No Country For Old Men
I've been fascinated by the Coen brothers movie, "No Country For Old Men," watching it over and over, five times now. Then I got the book by Cormac McCarthy, which was even better and filled in more details. I've been trying to figure out what it means with partial success. The themes I see are free will versus fatalism, which leads to the larger clash of civilization versus barbarism.
The fatalism is illustrated by the antagonist, Anton Chigurh, in his use of a coin toss to determine whether or not to kill his victims. He has no passion invested in killing them but believes it is a matter of chance whether they live or die, just as it was chance that brought him to them. Nor does Chigurh have any moral qualms about killing. It's just part of his job, neither good nor evil, just something to be done. Carson Wells and Carla Jean Moss both tell Chigurh that he doesn't need to do this, to kill them. Chigurh rejects the idea that he has any say in the matter.
Chigurh first tosses the coin when he encounters the gas station proprietor who notices the Dallas plates on his car. He leaves it to the coin toss to decide whether he should eliminate this witness. When the toss lets the man live, he walks away unperturbed. It was the man's fate to live, not Chigurh's decision, as Chigurh sees it.
Carla Jean Moss refuses to play Chigurh's game, calling the toss, by saying that "the coin ain't got no say." In other words, the coin has no moral agency. It is Chirgurh's decision to kill her or spare her, not the coin's. Carla Jean represents free will. Chigurh, fatalism.
Carson Wells and Carla Jean Moss both tell Chigurh that he doesn't need to do this, to kill them. Chigurh rejects the idea that he has any choice in the matter, that he has any moral agency. Anton Chigurh is the coin.
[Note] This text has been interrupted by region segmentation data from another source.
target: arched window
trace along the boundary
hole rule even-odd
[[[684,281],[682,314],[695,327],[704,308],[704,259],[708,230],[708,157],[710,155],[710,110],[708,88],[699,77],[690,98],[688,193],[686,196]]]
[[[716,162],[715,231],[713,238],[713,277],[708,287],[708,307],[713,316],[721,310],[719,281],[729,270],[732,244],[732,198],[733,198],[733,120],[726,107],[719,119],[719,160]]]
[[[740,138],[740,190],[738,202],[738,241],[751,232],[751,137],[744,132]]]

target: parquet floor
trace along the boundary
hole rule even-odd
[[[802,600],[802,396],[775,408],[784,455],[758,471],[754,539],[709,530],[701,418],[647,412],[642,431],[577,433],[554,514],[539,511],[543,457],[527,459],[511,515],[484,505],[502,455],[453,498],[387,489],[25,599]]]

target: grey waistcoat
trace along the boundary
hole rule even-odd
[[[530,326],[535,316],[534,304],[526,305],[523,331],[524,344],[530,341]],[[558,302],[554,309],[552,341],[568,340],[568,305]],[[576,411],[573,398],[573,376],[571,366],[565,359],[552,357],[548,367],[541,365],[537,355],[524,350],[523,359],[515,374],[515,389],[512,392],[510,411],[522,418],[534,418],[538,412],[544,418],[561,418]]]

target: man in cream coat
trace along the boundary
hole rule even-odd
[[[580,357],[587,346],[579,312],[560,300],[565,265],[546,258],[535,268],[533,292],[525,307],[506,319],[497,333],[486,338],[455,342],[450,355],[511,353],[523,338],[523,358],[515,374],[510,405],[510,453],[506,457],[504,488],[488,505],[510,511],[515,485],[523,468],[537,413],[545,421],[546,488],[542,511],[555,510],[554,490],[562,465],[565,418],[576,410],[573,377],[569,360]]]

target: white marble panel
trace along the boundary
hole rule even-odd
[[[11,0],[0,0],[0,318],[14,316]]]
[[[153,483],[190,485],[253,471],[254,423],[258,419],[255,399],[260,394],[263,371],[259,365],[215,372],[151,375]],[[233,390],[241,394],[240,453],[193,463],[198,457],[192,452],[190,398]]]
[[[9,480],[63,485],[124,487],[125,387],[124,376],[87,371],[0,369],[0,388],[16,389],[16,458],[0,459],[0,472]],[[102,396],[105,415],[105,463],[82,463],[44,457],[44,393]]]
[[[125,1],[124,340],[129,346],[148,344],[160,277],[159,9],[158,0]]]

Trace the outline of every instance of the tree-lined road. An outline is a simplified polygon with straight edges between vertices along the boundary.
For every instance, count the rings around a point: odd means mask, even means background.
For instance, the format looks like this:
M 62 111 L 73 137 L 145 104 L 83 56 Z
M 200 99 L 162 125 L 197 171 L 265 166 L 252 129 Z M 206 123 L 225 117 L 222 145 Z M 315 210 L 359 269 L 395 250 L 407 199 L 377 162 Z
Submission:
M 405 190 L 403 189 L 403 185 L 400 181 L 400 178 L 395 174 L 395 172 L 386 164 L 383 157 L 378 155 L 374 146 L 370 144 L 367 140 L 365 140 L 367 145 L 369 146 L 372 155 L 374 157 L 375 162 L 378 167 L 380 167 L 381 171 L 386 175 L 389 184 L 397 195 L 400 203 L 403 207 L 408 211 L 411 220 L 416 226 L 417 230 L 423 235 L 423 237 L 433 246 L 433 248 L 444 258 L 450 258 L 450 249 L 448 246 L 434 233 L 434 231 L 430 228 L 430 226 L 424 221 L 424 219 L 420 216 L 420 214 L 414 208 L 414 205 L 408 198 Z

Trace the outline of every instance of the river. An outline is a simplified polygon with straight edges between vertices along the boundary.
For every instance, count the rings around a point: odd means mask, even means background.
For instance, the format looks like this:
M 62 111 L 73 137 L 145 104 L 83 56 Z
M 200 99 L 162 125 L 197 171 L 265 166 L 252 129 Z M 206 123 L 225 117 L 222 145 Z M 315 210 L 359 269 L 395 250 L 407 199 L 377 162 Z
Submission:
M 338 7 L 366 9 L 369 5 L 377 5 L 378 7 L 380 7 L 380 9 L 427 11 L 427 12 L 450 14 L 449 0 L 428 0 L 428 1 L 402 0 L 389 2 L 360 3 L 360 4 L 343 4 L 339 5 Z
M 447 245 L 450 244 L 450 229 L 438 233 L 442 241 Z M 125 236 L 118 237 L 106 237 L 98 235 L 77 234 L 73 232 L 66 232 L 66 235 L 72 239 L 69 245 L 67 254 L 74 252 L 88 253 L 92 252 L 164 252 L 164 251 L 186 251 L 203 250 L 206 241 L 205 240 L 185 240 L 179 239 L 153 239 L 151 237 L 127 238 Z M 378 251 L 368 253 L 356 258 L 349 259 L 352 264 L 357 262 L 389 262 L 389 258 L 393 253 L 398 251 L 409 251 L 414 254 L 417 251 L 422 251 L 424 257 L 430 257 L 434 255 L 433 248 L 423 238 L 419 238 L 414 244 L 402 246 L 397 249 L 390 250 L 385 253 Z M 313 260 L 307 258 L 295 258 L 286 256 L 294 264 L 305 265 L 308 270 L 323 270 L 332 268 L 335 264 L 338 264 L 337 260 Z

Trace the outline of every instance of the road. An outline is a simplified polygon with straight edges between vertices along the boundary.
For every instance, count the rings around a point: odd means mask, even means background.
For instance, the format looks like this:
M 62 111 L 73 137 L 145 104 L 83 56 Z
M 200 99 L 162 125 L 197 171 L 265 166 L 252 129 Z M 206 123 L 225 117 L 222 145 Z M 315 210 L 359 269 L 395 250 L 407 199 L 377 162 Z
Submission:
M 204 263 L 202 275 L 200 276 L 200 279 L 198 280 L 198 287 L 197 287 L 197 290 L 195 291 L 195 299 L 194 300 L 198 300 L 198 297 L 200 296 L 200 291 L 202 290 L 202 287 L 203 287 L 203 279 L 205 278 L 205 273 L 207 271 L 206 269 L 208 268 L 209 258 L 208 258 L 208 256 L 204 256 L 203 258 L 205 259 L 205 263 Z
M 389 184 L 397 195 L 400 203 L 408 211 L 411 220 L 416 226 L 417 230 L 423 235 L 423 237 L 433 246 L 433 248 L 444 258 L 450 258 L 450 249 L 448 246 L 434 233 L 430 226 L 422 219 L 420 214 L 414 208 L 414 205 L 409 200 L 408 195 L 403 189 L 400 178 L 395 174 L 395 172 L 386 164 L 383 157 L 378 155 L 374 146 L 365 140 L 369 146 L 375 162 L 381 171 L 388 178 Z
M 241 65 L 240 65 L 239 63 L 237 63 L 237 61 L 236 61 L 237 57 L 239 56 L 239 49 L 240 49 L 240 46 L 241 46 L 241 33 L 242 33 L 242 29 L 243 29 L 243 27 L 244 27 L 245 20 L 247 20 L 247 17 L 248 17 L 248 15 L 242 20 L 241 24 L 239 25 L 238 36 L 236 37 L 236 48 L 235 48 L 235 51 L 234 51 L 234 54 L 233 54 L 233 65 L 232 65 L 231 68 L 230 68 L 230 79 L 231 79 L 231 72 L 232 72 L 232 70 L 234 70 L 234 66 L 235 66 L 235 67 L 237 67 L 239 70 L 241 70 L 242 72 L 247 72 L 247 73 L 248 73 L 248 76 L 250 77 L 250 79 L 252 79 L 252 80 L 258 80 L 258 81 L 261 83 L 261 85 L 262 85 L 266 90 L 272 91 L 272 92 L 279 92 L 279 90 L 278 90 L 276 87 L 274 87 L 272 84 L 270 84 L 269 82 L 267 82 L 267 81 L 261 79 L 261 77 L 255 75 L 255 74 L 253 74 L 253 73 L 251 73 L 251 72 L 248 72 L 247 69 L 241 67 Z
Barbarism is the absence of moral agency, the Hobbesian state of nature, which is "the state of men without civil society (which state may be called the state of nature) is nothing but a war of all against all; and that in that war, all have a right to all things." In this amoral war, men pursue their aims without limit, recognizing no moral boundaries. Chigurh is an emissary of that Hobbesian state of men, of barbarism. That barbarism was the natural state of humans for a million years until they organized themselves into civilizations in the last few millennia, a barbarism that naturally re-emerges when civilization relents or retreats.
That retreat of civilization is what Sheriff Ed Tom Bell talks about with the El Paso Sheriff, that it all begins to fall apart when kids lose their manners. Sheriff Bell is a tragic figure in this story because ultimately he joins that retreat by quitting law enforcement in the face of rampant barbarism represented by the insanely violent drug trade.
Tom Bell feels like a fraud. He was a soldier, a hero of WWII, where he fought off an attack of Germans single-handedly, winning a Bronze Star. His guilty secret is that when night fell, he abandoned his position and slunk back to his own lines, leaving his dead friends behind. He was sure that, in the same situation, his father, a veteran of WWI, would have stayed and fought to the death.
His family had a tradition of standing up to barbarism. His Uncle Max was gunned down on his own porch, shot in his doorway by a pack of Indians in 1909, as he was going for his shotgun. His Uncle Ellis was shot by a criminal and confined to a wheelchair. They all faced down the barbarians without relent nor retreat. Tom Bell did not live up to their standard and feels himself a lesser man for it. Hence his dreams.
In the first dream Tom Bell says he and his father were in town, his father gave him some money, and he lost it. The town represents the civilization his forefathers built. The money represents his cultural inheritance. He lost it by surrendering to the barbarians.
The second dream is set outside the city in the wilderness. His father passes him in the dark on horseback, carrying fire to make the next campsite out ahead. The camp he will make in the dark wilderness is civilization. The fire he carries is his code of morality, without which there is no civilization. That campsite, that civilization, that moral code is a benchmark Ed Tom never reaches. He wakes from that dream short of that ideal set by his father. He's haunted by his shortcomings, by not measuring up to his father.
When Ed Tom confronts the unrestrained intelligent evil of Anton Chigurh and the chorus of mindlessly violent Mexican drug dealers, he feels overmatched. To defeat them, he feels that he would have to abandon his morality, to become evil to conquer evil, to "put your soul at hazard," something he's unwilling to do, a moral boundary he will not cross.